The drug, called ferumoxytol, consists of iron nanoparticles — microscopic particles with diameters less than one-thousandth the diameter of a human hair. Ferumoxytol was approved by the FDA in 2009 to treat people with anemia, whose iron levels are too low because of chronic kidney disease. In 2018, the application was broadened to include adult iron deficiency anemia.

Normal cells can export excess iron using a protein called ferroportin. In contrast, AML cells that have low ferroportin levels are unable to get rid of an iron surplus. Delivering excess iron through the particles tips the balance, causing the cancer cells to die.

The Nature Nanotechnology study found that treatment with ferumoxytol proved effective in mice. The drug reduced the number of AML cells and enabled the animals to live nearly 75 percent longer. The researchers studied cells from other leukemia types and saw the same kind of cell death from iron overload. This suggests ferumoxytol could be effective across a wide range of leukemias, the investigators said.

A Surprising Effect

The strong antileukemia effects of ferumoxytol came as a bit of a surprise. In 2014, Dr. Grimm’s lab publishedresearch showing that ferumoxytol can deliver drugs or imaging materials to tumor cells. Researchers regarded the nanoparticles mainly as vessels to carry cargo or imaging agents that did not have significant additional biological effects. They did not suspect that the nanoparticles alone could kill cancer cells.

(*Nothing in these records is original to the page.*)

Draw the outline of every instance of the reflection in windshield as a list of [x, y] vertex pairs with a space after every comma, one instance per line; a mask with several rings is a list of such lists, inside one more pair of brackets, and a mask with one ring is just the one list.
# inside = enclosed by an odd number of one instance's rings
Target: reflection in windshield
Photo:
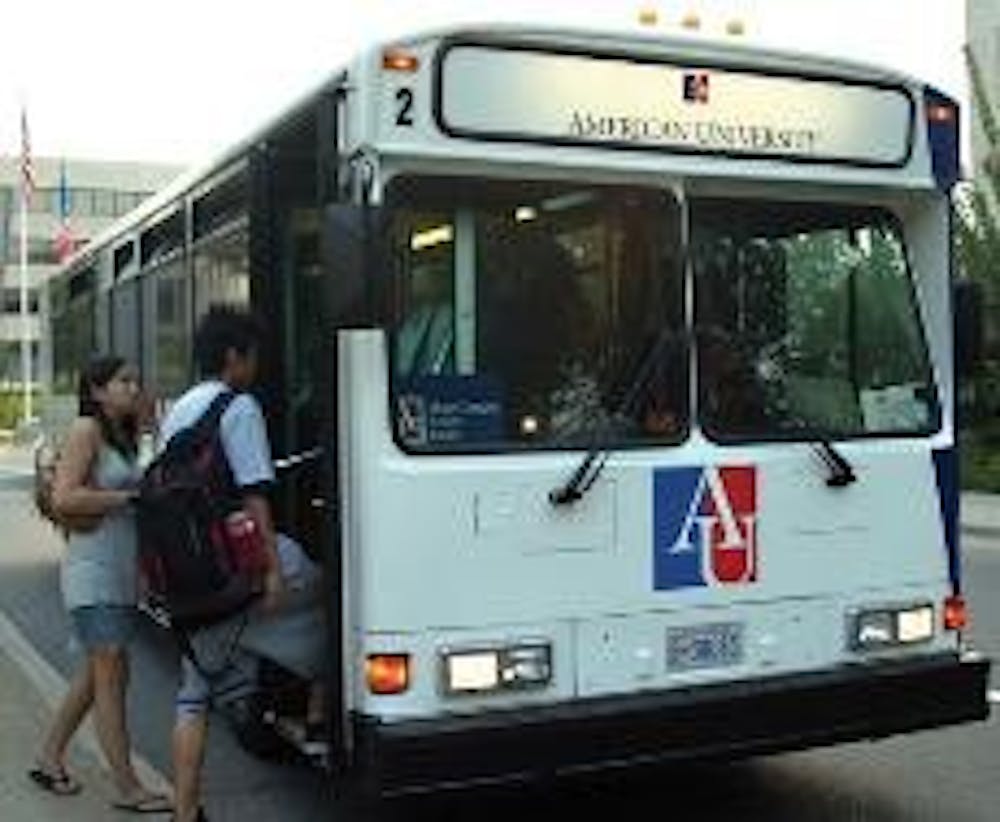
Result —
[[[397, 431], [414, 448], [678, 441], [679, 210], [662, 192], [404, 180], [394, 211]], [[622, 393], [675, 329], [641, 397]], [[405, 424], [400, 423], [400, 419]]]
[[896, 223], [692, 204], [702, 423], [721, 437], [926, 433], [933, 384]]

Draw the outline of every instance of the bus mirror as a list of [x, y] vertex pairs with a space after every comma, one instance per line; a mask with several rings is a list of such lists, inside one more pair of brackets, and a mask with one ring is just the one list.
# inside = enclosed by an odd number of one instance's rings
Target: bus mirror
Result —
[[970, 376], [983, 350], [983, 293], [979, 283], [962, 279], [954, 285], [955, 367], [959, 376]]
[[327, 306], [341, 328], [379, 323], [383, 286], [380, 265], [382, 212], [372, 206], [331, 205], [323, 221], [324, 282]]

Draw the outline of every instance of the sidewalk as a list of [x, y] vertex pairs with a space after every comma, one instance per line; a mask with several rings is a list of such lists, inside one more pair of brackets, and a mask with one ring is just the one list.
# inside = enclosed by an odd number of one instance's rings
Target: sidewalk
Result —
[[111, 809], [108, 777], [97, 758], [81, 744], [74, 745], [70, 758], [73, 774], [84, 786], [81, 793], [55, 796], [28, 779], [27, 770], [50, 716], [38, 690], [0, 646], [0, 819], [3, 822], [125, 819], [125, 814]]
[[962, 533], [1000, 537], [1000, 494], [979, 491], [962, 494]]

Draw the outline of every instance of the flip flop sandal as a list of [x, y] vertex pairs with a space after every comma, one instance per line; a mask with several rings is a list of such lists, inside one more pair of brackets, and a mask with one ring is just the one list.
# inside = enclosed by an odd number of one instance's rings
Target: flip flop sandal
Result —
[[[177, 817], [171, 816], [170, 822], [177, 822]], [[194, 818], [194, 822], [208, 822], [208, 817], [205, 816], [204, 808], [198, 808], [198, 815]]]
[[42, 790], [54, 793], [56, 796], [75, 796], [83, 790], [83, 786], [63, 768], [49, 769], [38, 766], [28, 771], [28, 778]]
[[129, 813], [171, 813], [174, 810], [174, 803], [170, 801], [169, 796], [150, 793], [137, 796], [134, 799], [119, 799], [112, 802], [111, 807], [116, 811], [128, 811]]

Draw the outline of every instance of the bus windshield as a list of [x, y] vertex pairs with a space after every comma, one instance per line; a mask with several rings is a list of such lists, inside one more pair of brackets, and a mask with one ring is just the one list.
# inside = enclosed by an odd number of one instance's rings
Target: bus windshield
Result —
[[[670, 194], [402, 178], [389, 202], [404, 447], [683, 439], [681, 210]], [[642, 390], [626, 396], [654, 347]]]
[[888, 211], [694, 200], [699, 415], [717, 439], [928, 434], [939, 411]]
[[885, 209], [698, 198], [685, 216], [662, 190], [408, 177], [389, 201], [393, 418], [409, 450], [682, 442], [685, 260], [708, 436], [939, 423], [904, 238]]

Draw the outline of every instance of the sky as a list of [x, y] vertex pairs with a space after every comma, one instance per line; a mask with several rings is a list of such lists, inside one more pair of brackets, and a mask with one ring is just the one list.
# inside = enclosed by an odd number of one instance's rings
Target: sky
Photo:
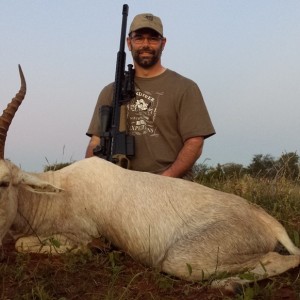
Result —
[[114, 80], [125, 3], [127, 28], [139, 13], [162, 19], [162, 64], [201, 89], [217, 134], [199, 163], [299, 154], [299, 0], [124, 1], [0, 0], [0, 111], [19, 90], [18, 64], [27, 81], [6, 158], [34, 172], [84, 158], [99, 92]]

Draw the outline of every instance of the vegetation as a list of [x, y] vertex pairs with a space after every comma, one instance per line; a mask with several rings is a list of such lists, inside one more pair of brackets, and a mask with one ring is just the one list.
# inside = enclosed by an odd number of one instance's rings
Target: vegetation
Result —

“We are exploring ways to make them work even better,” Dr. Grimm said. “We have just scratched the surface of their potential.”

Edwin Pratt, the study’s co-first author—along with Dr. Vicenta Trujillo-Alonso, a postdoctoral associate in medicine at Weill Cornell Medicine—a member of the Grimm lab and a doctoral student in the Weill Cornell Graduate School of Medical Sciences, says ferumoxytol circumvents the leukemia cells’ normal control system to cause the iron excess load. “What’s impressive is that it destroys not just the leukemia cells, but also the leukemia stem cells that give rise to them,” he said. “A lot of other cancer drugs have trouble getting to the stem cells, so the cancer is not fully eliminated.”

The researchers say their next step is to demonstrate the effectiveness of ferumoxytol in combination with existing frontline therapies for AML and other leukemias. Since ferumoxytol has been used in patients for a decade, there may be much less need, for safety testing.